Perfectamente que cada uno opine como quiera, que cada uno, como es natural, no admita autoridad alguna sobre su razón, pero esta misma razón, si no está cegada por las enseñanzas dogmáticas o por sus reminiscencias, habrá de decirle que ello no basta para determinar la verdad, que se halla toda entera en las cosas universales, y en sus leyes, en los hechos de experiencia y en las realidades de la vida toda, no en las imaginaciones de cualquier buen ciudadano cada bella mañana. Y esa misma razón que se proclama soberana, habrá de dictarle imperativamente el respeto a las otras razones, tan soberanas como la propia.

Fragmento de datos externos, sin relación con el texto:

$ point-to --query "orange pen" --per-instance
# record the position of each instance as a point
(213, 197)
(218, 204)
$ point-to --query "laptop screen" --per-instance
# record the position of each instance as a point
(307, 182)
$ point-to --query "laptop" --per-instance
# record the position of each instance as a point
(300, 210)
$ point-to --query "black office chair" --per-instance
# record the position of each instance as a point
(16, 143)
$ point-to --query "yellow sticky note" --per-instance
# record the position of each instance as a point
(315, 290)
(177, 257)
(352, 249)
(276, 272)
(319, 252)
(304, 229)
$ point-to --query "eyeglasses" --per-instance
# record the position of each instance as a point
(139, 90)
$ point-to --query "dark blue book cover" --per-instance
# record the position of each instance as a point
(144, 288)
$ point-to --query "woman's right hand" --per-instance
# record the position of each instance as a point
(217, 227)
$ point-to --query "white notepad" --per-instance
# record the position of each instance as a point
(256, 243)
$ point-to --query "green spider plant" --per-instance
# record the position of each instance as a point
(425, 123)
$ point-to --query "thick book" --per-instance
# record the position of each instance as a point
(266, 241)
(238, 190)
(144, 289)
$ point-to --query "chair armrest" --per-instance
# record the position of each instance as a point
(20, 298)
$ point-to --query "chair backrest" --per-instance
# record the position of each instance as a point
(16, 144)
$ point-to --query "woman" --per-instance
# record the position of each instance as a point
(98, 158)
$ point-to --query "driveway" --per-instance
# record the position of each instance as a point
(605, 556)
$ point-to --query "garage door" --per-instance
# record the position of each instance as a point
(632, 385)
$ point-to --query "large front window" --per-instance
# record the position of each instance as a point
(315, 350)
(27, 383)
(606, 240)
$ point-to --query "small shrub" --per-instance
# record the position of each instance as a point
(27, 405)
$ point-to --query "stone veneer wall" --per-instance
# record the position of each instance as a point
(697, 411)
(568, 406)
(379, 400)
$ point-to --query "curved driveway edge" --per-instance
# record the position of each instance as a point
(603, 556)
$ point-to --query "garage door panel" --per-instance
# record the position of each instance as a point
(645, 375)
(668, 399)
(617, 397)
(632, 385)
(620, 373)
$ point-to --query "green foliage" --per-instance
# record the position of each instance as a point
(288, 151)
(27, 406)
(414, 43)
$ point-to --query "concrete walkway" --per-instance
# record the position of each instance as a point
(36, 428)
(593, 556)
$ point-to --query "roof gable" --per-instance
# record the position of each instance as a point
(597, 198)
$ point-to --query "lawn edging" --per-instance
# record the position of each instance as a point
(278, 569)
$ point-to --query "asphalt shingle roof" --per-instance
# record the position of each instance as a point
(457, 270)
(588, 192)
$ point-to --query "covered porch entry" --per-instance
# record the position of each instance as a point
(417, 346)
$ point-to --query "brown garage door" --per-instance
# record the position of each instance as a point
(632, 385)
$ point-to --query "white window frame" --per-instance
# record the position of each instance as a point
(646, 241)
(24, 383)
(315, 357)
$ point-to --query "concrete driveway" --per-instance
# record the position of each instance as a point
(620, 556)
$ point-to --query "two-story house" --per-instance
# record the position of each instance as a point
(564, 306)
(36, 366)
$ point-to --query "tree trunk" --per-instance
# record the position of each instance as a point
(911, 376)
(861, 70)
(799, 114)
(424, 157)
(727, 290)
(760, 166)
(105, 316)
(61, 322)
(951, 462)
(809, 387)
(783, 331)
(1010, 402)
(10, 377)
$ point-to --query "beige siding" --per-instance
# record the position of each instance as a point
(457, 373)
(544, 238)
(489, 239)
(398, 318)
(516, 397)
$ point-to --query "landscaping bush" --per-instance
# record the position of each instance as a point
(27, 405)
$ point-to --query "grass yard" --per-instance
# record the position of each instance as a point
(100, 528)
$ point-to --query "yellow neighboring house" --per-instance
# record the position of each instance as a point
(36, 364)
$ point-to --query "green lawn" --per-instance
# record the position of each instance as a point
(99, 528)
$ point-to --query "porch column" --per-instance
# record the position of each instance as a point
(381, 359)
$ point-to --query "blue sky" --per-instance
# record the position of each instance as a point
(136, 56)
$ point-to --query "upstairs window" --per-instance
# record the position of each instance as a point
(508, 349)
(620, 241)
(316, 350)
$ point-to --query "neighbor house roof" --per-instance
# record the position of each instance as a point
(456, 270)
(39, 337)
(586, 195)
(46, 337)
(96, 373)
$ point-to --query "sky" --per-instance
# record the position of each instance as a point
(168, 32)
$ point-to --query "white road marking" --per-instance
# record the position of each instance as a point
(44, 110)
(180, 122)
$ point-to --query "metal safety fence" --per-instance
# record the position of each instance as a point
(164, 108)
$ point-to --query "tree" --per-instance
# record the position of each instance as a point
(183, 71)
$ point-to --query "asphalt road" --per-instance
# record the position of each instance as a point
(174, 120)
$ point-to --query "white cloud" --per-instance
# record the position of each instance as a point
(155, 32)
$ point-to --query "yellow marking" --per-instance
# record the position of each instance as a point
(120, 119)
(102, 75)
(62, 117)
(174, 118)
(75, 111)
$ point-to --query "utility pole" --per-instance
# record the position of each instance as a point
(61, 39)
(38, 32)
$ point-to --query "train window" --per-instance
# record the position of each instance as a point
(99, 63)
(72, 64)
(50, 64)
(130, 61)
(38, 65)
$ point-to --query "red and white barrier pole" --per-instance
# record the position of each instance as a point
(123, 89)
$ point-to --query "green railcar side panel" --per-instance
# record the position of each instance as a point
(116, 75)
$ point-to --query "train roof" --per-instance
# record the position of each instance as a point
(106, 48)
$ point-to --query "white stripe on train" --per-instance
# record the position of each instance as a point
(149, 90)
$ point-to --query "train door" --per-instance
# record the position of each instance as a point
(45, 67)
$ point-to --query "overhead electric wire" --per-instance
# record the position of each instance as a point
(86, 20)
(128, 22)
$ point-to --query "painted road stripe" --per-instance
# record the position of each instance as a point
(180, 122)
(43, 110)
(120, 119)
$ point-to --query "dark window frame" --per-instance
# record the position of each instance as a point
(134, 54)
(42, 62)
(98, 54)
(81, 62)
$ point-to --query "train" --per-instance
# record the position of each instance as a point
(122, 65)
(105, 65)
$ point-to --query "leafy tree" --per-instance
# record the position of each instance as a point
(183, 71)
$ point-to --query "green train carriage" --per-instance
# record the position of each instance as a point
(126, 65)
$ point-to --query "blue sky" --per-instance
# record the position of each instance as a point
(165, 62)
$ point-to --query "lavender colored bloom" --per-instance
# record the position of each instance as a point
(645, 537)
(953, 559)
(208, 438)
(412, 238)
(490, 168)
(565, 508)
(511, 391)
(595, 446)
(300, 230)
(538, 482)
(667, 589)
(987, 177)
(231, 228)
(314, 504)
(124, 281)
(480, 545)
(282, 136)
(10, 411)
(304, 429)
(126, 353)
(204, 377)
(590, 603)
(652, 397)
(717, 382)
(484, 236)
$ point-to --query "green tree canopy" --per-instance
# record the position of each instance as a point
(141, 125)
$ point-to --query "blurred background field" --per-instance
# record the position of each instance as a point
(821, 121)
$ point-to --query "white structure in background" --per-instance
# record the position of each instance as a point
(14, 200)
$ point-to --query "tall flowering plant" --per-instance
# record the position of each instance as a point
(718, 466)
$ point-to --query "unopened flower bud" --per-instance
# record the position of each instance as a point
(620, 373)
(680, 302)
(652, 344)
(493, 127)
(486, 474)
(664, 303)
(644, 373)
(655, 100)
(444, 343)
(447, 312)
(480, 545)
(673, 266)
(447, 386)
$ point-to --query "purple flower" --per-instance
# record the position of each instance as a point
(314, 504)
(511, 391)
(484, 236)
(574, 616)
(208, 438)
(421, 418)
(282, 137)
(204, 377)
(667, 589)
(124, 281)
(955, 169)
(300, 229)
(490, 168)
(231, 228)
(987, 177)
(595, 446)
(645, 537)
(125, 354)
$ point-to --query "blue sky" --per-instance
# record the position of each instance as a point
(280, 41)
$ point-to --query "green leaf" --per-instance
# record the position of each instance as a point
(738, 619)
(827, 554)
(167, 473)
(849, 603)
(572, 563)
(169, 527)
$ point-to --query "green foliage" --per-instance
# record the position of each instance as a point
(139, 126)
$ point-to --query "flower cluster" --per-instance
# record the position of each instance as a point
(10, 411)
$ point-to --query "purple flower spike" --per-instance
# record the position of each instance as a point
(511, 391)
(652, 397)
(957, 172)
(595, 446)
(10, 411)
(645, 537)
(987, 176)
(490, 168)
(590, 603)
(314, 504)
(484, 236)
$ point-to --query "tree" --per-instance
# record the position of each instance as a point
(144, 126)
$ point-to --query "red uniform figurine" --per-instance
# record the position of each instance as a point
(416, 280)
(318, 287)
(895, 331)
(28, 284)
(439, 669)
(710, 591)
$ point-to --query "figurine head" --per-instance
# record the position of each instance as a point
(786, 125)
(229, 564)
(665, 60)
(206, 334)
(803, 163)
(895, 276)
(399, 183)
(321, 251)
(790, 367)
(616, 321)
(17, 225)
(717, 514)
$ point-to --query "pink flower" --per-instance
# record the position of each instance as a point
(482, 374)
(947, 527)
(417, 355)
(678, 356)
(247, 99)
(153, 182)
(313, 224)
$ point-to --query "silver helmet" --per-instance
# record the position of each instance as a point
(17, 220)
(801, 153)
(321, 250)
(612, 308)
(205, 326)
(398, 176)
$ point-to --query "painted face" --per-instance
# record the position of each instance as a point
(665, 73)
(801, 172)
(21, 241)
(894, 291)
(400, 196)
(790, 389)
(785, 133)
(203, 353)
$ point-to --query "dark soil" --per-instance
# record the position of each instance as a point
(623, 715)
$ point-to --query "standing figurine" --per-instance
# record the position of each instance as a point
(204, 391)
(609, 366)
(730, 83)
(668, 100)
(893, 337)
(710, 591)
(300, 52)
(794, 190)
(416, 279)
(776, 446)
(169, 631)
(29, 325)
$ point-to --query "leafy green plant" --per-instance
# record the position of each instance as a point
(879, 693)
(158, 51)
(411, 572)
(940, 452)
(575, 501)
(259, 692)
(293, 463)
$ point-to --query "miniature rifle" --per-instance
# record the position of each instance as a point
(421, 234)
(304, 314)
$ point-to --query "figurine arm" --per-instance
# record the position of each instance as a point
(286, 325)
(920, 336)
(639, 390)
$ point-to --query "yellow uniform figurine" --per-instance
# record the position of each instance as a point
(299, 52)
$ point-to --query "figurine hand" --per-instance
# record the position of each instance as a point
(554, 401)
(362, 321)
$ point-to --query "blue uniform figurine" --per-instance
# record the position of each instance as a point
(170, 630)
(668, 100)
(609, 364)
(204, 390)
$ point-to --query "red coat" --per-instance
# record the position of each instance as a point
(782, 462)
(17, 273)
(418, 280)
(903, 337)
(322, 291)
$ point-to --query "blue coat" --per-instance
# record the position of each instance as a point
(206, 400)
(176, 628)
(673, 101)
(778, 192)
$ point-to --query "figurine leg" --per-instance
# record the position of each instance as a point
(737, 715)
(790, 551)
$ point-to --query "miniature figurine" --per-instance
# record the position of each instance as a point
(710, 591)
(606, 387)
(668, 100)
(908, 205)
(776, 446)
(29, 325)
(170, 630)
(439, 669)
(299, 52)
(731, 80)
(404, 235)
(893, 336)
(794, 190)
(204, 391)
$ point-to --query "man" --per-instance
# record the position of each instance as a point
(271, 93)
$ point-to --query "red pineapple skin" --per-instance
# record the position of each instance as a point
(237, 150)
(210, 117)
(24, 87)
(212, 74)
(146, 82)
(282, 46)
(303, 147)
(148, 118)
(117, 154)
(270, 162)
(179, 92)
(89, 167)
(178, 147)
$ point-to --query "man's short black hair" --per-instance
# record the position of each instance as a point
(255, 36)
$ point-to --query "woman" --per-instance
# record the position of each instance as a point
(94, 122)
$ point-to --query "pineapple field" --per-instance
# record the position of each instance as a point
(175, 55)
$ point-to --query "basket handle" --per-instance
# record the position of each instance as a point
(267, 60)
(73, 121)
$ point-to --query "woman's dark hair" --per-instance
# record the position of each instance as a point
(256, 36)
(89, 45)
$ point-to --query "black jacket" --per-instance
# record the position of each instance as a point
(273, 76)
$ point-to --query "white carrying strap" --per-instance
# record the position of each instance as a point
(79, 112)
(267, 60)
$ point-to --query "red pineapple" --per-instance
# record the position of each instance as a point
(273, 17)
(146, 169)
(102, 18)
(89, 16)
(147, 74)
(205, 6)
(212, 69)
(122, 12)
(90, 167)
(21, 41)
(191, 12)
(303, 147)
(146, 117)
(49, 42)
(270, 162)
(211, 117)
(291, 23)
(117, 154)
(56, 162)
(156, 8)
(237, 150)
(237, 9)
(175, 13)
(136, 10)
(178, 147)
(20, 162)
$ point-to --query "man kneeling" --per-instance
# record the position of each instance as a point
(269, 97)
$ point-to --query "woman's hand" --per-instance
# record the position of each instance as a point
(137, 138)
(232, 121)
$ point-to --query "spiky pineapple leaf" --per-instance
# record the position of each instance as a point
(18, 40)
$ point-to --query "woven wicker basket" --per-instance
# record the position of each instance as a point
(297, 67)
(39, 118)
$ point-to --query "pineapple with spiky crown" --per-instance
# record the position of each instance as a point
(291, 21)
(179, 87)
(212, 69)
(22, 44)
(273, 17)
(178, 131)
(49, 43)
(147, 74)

Y dictándoselo, la enseñanza habrá de reducirse necesariamente a las cosas comprobadas y verificadas, que es lo que constituye la ciencia. Ni aun las ideas que más verdaderamente parezcan por militar a su favor el universal consentimiento, habrán de ser enseñadas, al menos como verdades comprobadas, puesto que los más grandes absurdos han contado y cuentan todavía con ese universal consentimiento.

Parécenos lo dicho claro y sencillo, fuera de toda parcialidad de doctrina o de opinión, y porque nos lo parece, procuramos llevar estas ideas al sentimiento de nuestros lectores. Si hay quien por ello se disguste o se moleste, será sensible, pero no suficiente para que renunciemos a la afirmación constante de lo que creemos puesto en razón.

Y si aún se dijere que no es eso el racionalismo, replicamos por anticipado que ni antes ni ahora nos preocupamos de lo que las cosas puedan ser para fulanito o para menganito, muy señores nuestros, sino de lo que en sí mismo significan o nos parece que significan.

Por todo lo cual habremos de continuar, mientras podamos, multiplicando los golpes de martillo sin temor a que se rompa el yunque.